Previously in Docker from Development to Production I wrote about how to leverage Docker and Consul to quickly move from a development environment to a production environment. There is a critical piece missing from that story in how to deal with distribution of secrets in any environment, particularly one which makes use of service discovery. Luckily I’m not the first to encounter this problem, the developers at Hashicorp have been working on a solution. Over the last several months at my local Docker meet up there have been more mentions of this issue during our discussions than I can count. Typically someone will bring up Hashicorp’s Vault as a potential solution, at which point the conversation turns to a series of unanswered questions since no one seems to have any experience deploying Vault. So, given the need to solve this issue, and the fact that I’ve designed a system requiring Vault or something similar I decided it was time to investigate. While I won’t repeat the Vault users guide here I’ll dive into some of the features, talk about how I’m using Vault in my system, and provide links to code along the way to help you see it working in a PoC type system.
Before we get started let’s clearly define the problem. I have secrets in the form of credentials, passwords, and maybe PKI materials that I want to share with my code. Storing these items in a configuration management or revision control system is wrong because I need finer grain access control than those tools allow.
In an ideal world only the service that needs the access would ever be given credentials, those credentials would rotate on a regular basis, and they would never be shared even with the same service running in a different process. While I’m dreaming I’ll add that an intrusion detection system would be monitoring all processes – as well as network traffic etc. – and upon detecting any compromise would revoke the credentials issued to that process and kill the process. We won’t get all the way there in this article but we’ll see how close we can get and glimpse what the additional work would be to solve this problem.
An Overview of Vault and Some Close Friends
Vault is an open source project from Hashicorp (other projects include Vagrant and Consul to name a few) that stores secrets, provides audit logging for all actions, and allows secrets to be maintained via leasing and revocation processes. Vault also unifies access to databases, AWS IAM, and a growing number of other – what Hashicorp call – secret backends. What this means is you can request that Vault create a new credential for your database and Vault will create the credential and maintain it’s lifespan through leasing and revocation processes.
Authorization with Vault is achieved via any of several methods supported by Vault’s auth or credential backends. The primary method is via token, but LDAP, username/password, MFA, and App ID are also supported. A token is basically a shared secret and is the primary means of identification and authorization to all Vault APIs. Every token has an associated lease time so will eventually expire unless renewed. You can get a token via any of the other Auth backends.

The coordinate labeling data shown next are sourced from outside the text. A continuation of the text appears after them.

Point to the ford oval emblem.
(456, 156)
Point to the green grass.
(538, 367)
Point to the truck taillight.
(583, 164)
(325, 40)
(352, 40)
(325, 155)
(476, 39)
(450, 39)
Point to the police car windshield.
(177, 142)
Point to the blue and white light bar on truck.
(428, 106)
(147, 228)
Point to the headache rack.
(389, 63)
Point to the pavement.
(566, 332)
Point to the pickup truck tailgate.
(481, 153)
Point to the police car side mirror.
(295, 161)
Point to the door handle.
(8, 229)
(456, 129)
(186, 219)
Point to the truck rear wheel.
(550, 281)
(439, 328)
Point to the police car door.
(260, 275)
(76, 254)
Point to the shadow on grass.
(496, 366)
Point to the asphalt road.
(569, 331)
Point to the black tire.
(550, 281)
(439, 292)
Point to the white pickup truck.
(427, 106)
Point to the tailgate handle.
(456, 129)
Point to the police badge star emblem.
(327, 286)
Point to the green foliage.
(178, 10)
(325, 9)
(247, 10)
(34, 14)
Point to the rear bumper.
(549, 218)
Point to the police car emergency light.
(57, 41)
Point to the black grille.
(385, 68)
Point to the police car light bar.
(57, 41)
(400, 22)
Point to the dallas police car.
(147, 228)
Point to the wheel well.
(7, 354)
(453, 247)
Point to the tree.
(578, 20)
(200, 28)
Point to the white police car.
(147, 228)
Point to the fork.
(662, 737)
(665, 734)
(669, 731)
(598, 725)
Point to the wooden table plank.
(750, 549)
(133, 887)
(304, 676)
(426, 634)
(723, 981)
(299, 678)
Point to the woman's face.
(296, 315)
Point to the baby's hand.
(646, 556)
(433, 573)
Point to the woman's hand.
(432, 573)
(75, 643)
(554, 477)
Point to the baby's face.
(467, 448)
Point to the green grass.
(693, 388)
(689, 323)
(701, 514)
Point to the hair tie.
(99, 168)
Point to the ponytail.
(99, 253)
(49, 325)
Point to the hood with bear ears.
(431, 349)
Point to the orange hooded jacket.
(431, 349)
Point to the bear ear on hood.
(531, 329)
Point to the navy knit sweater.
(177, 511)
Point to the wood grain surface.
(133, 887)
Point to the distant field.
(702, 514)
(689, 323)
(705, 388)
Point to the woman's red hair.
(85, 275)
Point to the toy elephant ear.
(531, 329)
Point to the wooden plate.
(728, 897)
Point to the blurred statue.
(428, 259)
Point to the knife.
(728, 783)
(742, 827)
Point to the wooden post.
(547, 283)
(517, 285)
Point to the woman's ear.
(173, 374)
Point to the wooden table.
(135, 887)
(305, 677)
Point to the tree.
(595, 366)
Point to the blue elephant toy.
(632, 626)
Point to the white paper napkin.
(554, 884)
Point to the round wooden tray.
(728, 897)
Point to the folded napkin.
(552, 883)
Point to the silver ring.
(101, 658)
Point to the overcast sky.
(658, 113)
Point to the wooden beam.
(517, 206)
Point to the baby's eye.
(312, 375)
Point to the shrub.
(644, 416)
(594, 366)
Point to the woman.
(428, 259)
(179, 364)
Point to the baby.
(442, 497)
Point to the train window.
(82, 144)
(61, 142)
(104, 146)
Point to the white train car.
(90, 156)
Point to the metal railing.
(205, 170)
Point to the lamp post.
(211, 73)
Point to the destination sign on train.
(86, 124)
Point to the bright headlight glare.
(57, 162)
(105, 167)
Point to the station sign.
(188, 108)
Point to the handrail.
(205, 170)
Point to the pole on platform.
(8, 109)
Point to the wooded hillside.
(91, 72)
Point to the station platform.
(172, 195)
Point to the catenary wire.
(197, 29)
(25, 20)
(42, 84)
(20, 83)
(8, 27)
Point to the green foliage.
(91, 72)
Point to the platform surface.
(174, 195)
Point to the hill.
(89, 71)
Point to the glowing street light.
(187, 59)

Typically for an application this means using App ID.
The App ID auth backend allows any service that knows two arbitrary predefined strings – called app id and user id – to get a token. Vault does not generate these strings for you, nor does Vault define how these strings should be shared between systems. It is recommended however that at least one of these is delivered to a participating machine using a process out of band from the typical CM system.
Vault can use a variety of backend data stores to keep your encrypted data. These include supported stores like Consul, file, and in memory stores, but there are also community supported backends like DynamoDB, etcd, zookeeper, S3, and PostgreSQL. The biggest differentiators among storage backends is the varied support for high availability configurations. Consul does support HA configurations and is the recommended configuration by Hashicorp. I’ll leave as an exercise for the reader to determine the suitability of that recommendation to their particular situation, but in our case we will use Vault with Consul since we are already supporting Consul for service discovery.
Operationally Vault can be configured in a highly available active/standby server architecture. Any unsealed Vault server can accept requests but they are always passed to and processed by the active master. Any unsealed standby can take over as master in the event the current master fails. All HA functionality is available when using an HA storage backend, such as Consul.
In addition to Vault and Consul, Hashicorp has developed an interesting and sometimes useful tool called consul-template. I personally first came across consul-template back in 2014 while configuring some load balancers based on current services available in Consul. Consul-template works great for these types of scenarios, and for those unfamiliar with this tool it will basically allow you to fill in template values based on changes in Consul. Last year Hashicorp added support in consul-template for Vault. This extends the templating functionality to Vault secrets.
I’d first like to point out that Vault is a relatively deep program. What I mean by that is it is very flexible allowing you to implement security policies customized for your organization. So keep in mind that none of the policy shown here has been reviewed by security professionals, and some configuration is purposefully open to ease the implementation of this PoC. In other words, don’t try this in production.
A First Pass Solution
My first thoughts on using Vault were focused on a particular subset of the secret sharing problem, namely distribution of database access credentials to Spring-based Java and Groovy applications using connection pools. In Java, connection pools are typically implemented as a Proxy that intercepts calls to the standard database connection factory and instead of creating a new connection a cached connection that has already been created is provided. The connection factory on the other hand knows how to create new connections including owning the database credentials. In Spring both of these objects are typically living in the same context as our application and can be managed by the application. So, given this what happens when a lease expires on a credential in use by the app? At the very least we’d need to provide new credentials to the connection factory. It is probably database dependent as to what happens when the credentials used to establish a connection expire. To be safe we’d likely want to remove any cached connections with expiring credentials from our connection pool, or risk a mass drop in connections at some point. Things get a bit more complicated if we move into a Java EE environment. Here our connection factory is likely owned and managed by the application server rather than the application. So even though I could likely implement an additional proxy to intercept calls to the connection pool in a Spring app and work with the life-cycles of the connection pool and factory to create a solution that could handle automatically getting credentials from Vault and responding to lease renewals and revocations, it sounds really complicated and does nothing to solve the same problem if my target app is written in Python, Go, Elixir, or some other inferior language like Perl or whatever it is people do on Windows.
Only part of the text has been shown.